Schwetzingen. Für viele Menschen gilt der Ewigkeitssonntag als Orientierungspunkt – sprich: Vor diesem Tag, der für Besinnung steht, sollte die Weihnachtszeit noch ruhen. Mit dem Totensonntag enden die Trauer- und Gedenktage, danach startet das neue Kirchenjahr mit dem Advent. In Deutschland sind jedoch bereits einige Weihnachtsmärkte geöffnet – eben vor dem Totensonntag (24. November). Wir fragen bei dem evangelischen Pfarrer Steffen Groß sowie seinem katholischen Kollegen, Dekan Uwe Lüttinger, aus Schwetzingen nach, wie sie darüber denken:
Steffen Groß: Ich bin froh, dass der Weihnachtsmarkt in Schwetzingen im Normalfall erst nach dem Totensonntag beginnt. Bei allem Verständnis für die wirtschaftliche Situation der Marktbeschicker glaube ich, dass unsere Gesellschaft mit der Erosion ehemals verbindlicher Zeiten Wesentliches verloren geht: das Gefühl für die Rhythmen des Jahres, des Lebens und des Glaubens. Bei der Frage der Sonntagsöffnung der Geschäfte hat die evangelische Kirche dazu den Slogan geprägt: Ohne Sonntag gibt es nur noch Werktage. Das trifft das Problem gut.
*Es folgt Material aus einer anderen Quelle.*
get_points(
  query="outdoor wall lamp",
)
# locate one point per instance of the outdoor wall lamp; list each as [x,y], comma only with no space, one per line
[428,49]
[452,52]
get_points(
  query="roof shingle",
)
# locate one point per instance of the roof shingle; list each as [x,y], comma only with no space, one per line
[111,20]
Wenn alles immer möglich ist, verliert es früher oder später seinen Wert. Wenn es schon im März Spargel gibt, die ersten Weihnachtsmänner im September in den Supermärkten zu haben sind und der Glühwein schon Mitte November fließt, verlieren wir ein Gefühl dafür, dass Festzeiten begrenzt und schöne Dinge nur begrenzt verfügbar sind – und dass sie gerade deswegen unser Leben so bereichern, wenn die richtige Zeit gekommen ist. Die Vorfreude auf das, was noch kommen soll, geht verloren.
Wir haben als christliche Kirchen unser Monopol auf die Gestaltung von Festen und Zeiten längst verloren und ich respektiere gern die Bedürfnisse von Menschen, die anders glauben, leben und empfinden. Aber wir als Kirchen tragen das Wissen durch die Zeit, dass das Leben durch Warten, die Freude durch Vorfreude erst richtig erfüllend werden. Anders gesagt: Der Glühwein schmeckt erst dann richtig gut, wenn ich mich einige Zeit darauf gefreut habe und ihn genieße, wenn die erste Kerze am Kranz brennt. Der Adventsschmuck wird erst nach dem Totensonntag aufgebaut – dann aber richtig!
Uwe Lüttinger: Die großen Kirchen haben schon lange eine Aktion – Advent ist Dezember, das heißt: alles zu seiner Zeit. Es tut gut, Rituale zu den entsprechenden Zeiten zu haben. Wir Menschen brauchen das – es ordnet unser Leben und hilft, Alltag und besondere Zeiten zu strukturieren. Erdbeeren sollte man auch zur Wachstumszeit essen – wir kennen die negativen ökologischen Auswirkungen. Auch das Leben und die Seele haben ihre Zeiten, die wir pflegen sollten.